Pregunta. Hablemos de la campaña. Según año y un mensaje evolucionado.

R. La campaña del año pasado daba las gracias a quienes nos visitan. Este año evoluciona hacia un mensaje compartido: agradecer la visita e invitar a todos a cuidar conjuntamente este destino extraordinario, que por cierto, es visitado cada vez más a lo largo de todo el año.

Pregunta. Déjame decirle que eso de la desestacionalización ahora tampoco les gusta a los ‘turismofóbicos’.

R. No deja de ser curioso. Esta comunidad (administraciones y sector) llevábamos décadas hablando de desestacionalización y ahora que se está avanzando en esa dirección, algunos la cuestionan. Quizás es que no son antiturismo, sino antitodo.

Por eso, nosotros seguimos por nuestra senda, convencidos que es la correcta: menos turistas, de mayor calidad y mayor gasto, y repartidos a lo largo del año. un 20% de los establecimientos abre todo el año. El 70% abre ya en marzo, el 90% en abril y prácticamente el 100% en mayo.

Que siete de cada diez hoteles estén abiertos en marzo es algo que nunca había ocurrido en Baleares. Muchas veces lo hacemos incluso con ocupaciones modestas porque es una apuesta empresarial por la estabilidad laboral y por la fidelización de los trabajadores. La desestacionalización significa más empleo estable, más actividad económica y mejores oportunidades para los trabajadores.

Pregunta. Precisamente, ¿qué balance hace de las condiciones laborales del sector?

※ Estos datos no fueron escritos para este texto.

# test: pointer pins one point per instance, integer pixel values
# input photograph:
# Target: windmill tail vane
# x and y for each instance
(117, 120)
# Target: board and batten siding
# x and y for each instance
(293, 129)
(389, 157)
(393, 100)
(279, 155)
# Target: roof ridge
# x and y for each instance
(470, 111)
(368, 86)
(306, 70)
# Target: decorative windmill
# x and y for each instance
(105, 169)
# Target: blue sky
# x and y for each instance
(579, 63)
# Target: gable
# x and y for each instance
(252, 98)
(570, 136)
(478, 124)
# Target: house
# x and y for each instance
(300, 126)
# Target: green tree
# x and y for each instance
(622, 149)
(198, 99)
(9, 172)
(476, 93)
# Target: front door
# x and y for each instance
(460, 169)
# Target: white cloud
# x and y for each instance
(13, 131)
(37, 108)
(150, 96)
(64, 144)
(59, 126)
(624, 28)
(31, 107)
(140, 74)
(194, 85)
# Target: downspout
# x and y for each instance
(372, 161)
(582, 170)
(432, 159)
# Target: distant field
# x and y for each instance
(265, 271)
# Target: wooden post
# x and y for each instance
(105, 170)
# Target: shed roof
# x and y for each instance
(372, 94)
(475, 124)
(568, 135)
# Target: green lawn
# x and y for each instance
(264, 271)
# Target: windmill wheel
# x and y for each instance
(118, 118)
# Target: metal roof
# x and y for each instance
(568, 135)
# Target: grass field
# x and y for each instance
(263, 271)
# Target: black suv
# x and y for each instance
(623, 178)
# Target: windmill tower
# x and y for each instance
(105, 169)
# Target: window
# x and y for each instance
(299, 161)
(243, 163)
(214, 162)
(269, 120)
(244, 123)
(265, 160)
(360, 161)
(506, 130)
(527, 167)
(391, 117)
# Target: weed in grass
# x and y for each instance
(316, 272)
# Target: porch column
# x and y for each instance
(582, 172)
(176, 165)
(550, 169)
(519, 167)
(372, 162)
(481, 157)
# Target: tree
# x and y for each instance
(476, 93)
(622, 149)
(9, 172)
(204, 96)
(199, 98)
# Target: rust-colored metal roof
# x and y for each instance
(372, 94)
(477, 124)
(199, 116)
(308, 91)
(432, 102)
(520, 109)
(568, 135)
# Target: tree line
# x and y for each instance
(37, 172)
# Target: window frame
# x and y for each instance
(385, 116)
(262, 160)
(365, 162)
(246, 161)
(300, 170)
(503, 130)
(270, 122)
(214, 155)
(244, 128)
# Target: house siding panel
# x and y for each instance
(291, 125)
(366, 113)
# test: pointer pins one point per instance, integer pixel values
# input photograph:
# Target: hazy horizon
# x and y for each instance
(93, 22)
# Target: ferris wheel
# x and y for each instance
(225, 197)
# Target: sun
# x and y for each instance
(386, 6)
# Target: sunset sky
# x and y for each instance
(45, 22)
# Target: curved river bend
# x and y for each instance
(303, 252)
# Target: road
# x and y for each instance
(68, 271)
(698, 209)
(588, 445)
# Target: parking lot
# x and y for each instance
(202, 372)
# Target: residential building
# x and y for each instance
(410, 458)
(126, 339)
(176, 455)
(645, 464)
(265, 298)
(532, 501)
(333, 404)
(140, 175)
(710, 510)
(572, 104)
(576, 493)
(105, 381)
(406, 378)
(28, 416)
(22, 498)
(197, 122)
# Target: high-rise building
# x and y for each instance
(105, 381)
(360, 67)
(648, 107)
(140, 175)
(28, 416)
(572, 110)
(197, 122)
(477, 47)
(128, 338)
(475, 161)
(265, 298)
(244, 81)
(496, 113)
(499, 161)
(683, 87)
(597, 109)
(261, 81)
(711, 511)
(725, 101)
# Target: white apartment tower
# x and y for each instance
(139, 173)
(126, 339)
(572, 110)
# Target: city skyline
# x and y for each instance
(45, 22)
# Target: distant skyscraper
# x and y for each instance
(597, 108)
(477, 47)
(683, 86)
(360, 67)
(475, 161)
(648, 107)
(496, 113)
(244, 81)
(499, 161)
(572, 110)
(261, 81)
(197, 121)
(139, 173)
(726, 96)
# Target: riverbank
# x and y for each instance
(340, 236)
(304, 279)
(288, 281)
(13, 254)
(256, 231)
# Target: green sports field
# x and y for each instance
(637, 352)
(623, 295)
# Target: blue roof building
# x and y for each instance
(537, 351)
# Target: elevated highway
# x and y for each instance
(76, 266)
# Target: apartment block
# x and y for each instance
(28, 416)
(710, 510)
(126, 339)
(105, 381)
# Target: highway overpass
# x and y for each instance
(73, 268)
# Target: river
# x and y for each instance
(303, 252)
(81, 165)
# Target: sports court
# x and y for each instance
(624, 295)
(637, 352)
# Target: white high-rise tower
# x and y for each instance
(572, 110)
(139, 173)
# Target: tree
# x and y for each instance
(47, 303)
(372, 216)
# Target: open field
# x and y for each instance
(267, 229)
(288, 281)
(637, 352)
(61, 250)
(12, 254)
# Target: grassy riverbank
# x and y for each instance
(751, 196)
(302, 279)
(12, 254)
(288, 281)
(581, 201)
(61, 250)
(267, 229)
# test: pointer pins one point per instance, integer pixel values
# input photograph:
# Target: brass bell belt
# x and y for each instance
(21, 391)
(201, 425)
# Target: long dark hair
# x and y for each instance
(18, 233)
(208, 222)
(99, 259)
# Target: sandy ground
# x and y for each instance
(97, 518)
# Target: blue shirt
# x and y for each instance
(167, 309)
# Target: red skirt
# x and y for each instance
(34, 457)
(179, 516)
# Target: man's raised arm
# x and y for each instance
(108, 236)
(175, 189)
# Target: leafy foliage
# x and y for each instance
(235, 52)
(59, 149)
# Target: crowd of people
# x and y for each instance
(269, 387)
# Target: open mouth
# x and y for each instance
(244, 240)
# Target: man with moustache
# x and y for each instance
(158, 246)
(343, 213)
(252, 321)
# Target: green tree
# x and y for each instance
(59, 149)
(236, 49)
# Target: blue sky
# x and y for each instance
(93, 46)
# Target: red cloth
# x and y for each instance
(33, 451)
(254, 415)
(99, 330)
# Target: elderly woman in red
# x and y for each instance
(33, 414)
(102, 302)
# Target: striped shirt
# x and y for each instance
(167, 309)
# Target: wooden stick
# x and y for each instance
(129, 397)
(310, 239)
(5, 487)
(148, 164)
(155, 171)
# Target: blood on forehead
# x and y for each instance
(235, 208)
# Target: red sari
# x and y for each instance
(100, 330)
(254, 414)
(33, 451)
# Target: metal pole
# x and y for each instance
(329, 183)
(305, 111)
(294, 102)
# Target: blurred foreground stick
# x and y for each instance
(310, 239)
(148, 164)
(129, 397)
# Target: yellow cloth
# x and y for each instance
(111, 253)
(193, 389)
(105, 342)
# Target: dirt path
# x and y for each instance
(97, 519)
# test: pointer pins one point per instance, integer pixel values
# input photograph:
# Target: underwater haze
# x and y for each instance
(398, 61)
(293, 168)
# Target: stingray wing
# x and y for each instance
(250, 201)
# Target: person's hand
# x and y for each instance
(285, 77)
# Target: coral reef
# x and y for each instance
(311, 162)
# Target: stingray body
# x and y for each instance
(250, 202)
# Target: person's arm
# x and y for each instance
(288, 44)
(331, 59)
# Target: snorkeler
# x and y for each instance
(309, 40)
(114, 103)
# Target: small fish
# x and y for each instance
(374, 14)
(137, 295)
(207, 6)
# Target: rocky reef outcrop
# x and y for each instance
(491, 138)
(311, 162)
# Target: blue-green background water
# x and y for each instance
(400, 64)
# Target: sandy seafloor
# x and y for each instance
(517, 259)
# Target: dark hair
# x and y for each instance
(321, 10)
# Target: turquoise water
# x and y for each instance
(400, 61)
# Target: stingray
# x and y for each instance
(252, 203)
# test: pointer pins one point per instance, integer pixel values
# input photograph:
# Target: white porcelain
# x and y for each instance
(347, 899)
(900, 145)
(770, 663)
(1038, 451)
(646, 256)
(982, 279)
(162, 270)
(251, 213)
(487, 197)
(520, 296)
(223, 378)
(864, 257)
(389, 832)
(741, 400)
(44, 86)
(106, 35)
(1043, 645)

R. La mejora laboral ha sido una consecuencia directa de la transformación del modelo. Los tres últimos convenios de hostelería han contemplado incrementos salariales por encima de la inflación. El último fue la mayor subida salarial de la historia del sector. No solo se mantuvo el poder adquisitivo de los trabajadores, sino que se mejoró significativamente. Hoy Baleares cuenta con el convenio de hostelería mejor remunerado de España. Además, hemos introducido mejoras laborales y hemos trabajado para reducir la temporalidad mediante la ampliación de temporadas.

Pregunta. ¿Qué aporta el turismo al conjunto de la sociedad balear?

R. Yo siempre planteo la misma pregunta: ¿quién sostendría el Estado del bienestar en Baleares si no existiera el turismo? Estamos hablando de cientos de miles de empleos directos e indirectos. Aproximadamente el 80% de la actividad económica de esta comunidad está vinculada de una forma u otra al turismo.

Esa actividad paga impuestos, una barbaridad, para financiar servicios públicos, educación, sanidad e infraestructuras. Por eso creo que es importante valorar la aportación real del turismo al bienestar colectivo.

Pregunta. ¿Cómo espera que sea la temporada turística de 2026?

R. Esperamos un verano estable, muy similar al de 2025. Seguimos apostando por un modelo basado en la calidad, en el incremento del gasto y en la mejora continua del producto.

Además, hay un factor especialmente importante: la seguridad. Mallorca es un destino seguro y esa es una de nuestras grandes fortalezas. Nosotros no dependemos de que a otros destinos les vaya mal para que nos vaya bien. Tenemos una demanda consolidada desde hace décadas gracias al trabajo realizado durante muchos años.

La seguridad, la calidad de la oferta y la fidelidad de nuestros visitantes siguen siendo nuestros principales activos.